Banyak dari pasien stroke ketika kembali ke rumah tidak dapat melanjutkan kehidupan aktif
dan pekerjaannya.[57] Ini merupakan sebuah kerugian yang sangat besar untuk pasien, yang
sering memandang hal tersebut sebagai penanda penting dari pemulihan dan akan merasa
mengalami kehilangan yang sangat besar.[58,59] Selain itu juga hal ini membutuhkan biaya
yang besar: diperkirakan $65 miliar dibutuhkan setiap tahunnya untuk pembiayaan stroke di
USA, sepertiganya merupakan biaya tidak langsung dengan kehilangan produktifitas.[60] di
Uni Eropa, biaya tidak langsung untuk stroke serupa dengan 31% dari 27 miliar euro biaya
tahunan stroke. Disamping biaya yang tinggi dan dampak pada pribadi, sesuai dengan
penelitian yang dilakukan bahwa pasien stroke juga merasa sedikitnya perhatian mengenai
kelelahan, pekerjaan, dan fungsional.[61] Pasien stroke juga merasakan kerugian yang
signifikan pada kemampuan diri setelah stroke, serta dukungan untuk mandiri selama dan
setelah rehabilitasi.[62]
Kesimpulan
9
Stroke seperti yang sudah kita diskusikan, merupakan kondisi lazim yang
berhubungan dengan tingginya angka disabilitas, morbiditas, dan kematian pada orang
dewasa. Defisit neurlogis yang jelas terdapat pada pasien stroke adalah afasia, kehilangan
koordinasi atau fungsi pada anggota tubuh, keterbatasan dalam aktifitas sehari-sehari, selain
itu pada beberapa pasien stroke juga akan mengeluhkan nyeri kronik. [54] Selain akan
menyebabkan depresi, nyeri kronik merupakan salah satu dari komplikasi stroke yang akan
mempengaruhi kualitas hidup pasien. Diagnosis awal pada pasien dengan nyeri post stroke
merupakan hal yang sangat menantang. Nyeri muskuloskeletal mungkin tidak dikenali oleh
dokter atau pasien. Kualitas nyeri dan penyebaran nyeri yang dirasakan akan berbeda pada
setiap pasien, dan pada beberapa pasien biasanya memiliki lebih dari satu tipe nyeri. [22]
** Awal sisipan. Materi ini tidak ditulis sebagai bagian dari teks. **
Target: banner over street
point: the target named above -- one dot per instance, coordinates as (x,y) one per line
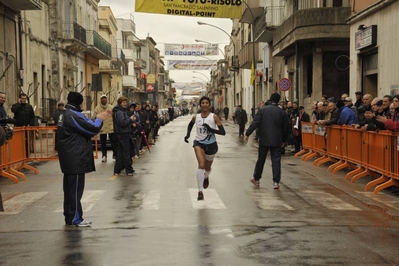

Hasil diagnosis tertinggi yang dapat dilakukan adalah penegakan diagnosis secara hati-hati
mengenai keluhan nyeri pasien, pemeriksaan respon sensorik, dan korelasinya dengan
gambaran radiologi.[1] Hal ini dilakukan untuk mengetahui penyebab nyeri dan penyebab
yang lain, namun tidak semua CPSP sesuai dengan stroke thalamus.[22]
Dengan besarnya jumlah pasien stroke yang memiliki nyeri post stroke, gejala nyeri
harus selalu ditanyakan oleh dokter. Faktor resiko nyeri pada pasien post stroke masih belum
dipahami sepenuhnya, meskipun muncul dan berhubungan dengan paresis dan perubahan
sensorik, serta depresi sebagai gejala penyerta. [63] Saat ini masih belum diketahui bahwa
CPSP dapat menyebabkan mekanisme atau faktor resiko dengan kondisi nyeri yang lain
sesuai dengan sensitisasi sentral. Manfaat klinis dari penggunaan antikonvulsan pada kedua
jenis nyeri menunjukkan bahwa terdapat beberapa patofisiologi yang biasa terjadi, bahwa
kemungkinan terjadi peningkatan sensitisasi dan eksitabilitas pada jalur saraf nosiseptif. Jika
hipotesis ini benar maka memungkinan untuk mengidentifikasi lebih awal pasien yang
memiliki peningkatan resiko menjadi nyeri post stroke, dan untuk melakukan pencegahan
lebih awal.[29]
Tidak adanya baku emas untuk kriteria diagnosis atau terapi untuk nyeri kronik post
stroke, maka digunakan terapi empiris, sesuai dengan diagnosis dan respon pasien.
Diperkirakan terdapat 795.000 orang setiap tahunnya di USA yang mengalami stroke, baik
pertama kali atau relaps, maka ini merupakan kondisi nyeri yang signifikan.[64] Penting
untuk diingat bahwa pada pasien nyeri post stroke dapat berefek simultan dengan keluhan
lain, termasuk kelelahan, abnormalitas motorik dan sensorik, labilitas emosional, hubungan
yang tidak erat, disabilitas, dan depresi. [65] Beberapa masalah ini dapat berespon dengan
terapi; tantangannya adalah membuatnya komprehensif. Masih dibutuhkan penelitian untuk
meneliti menangani komplikasi pada pasien stroke.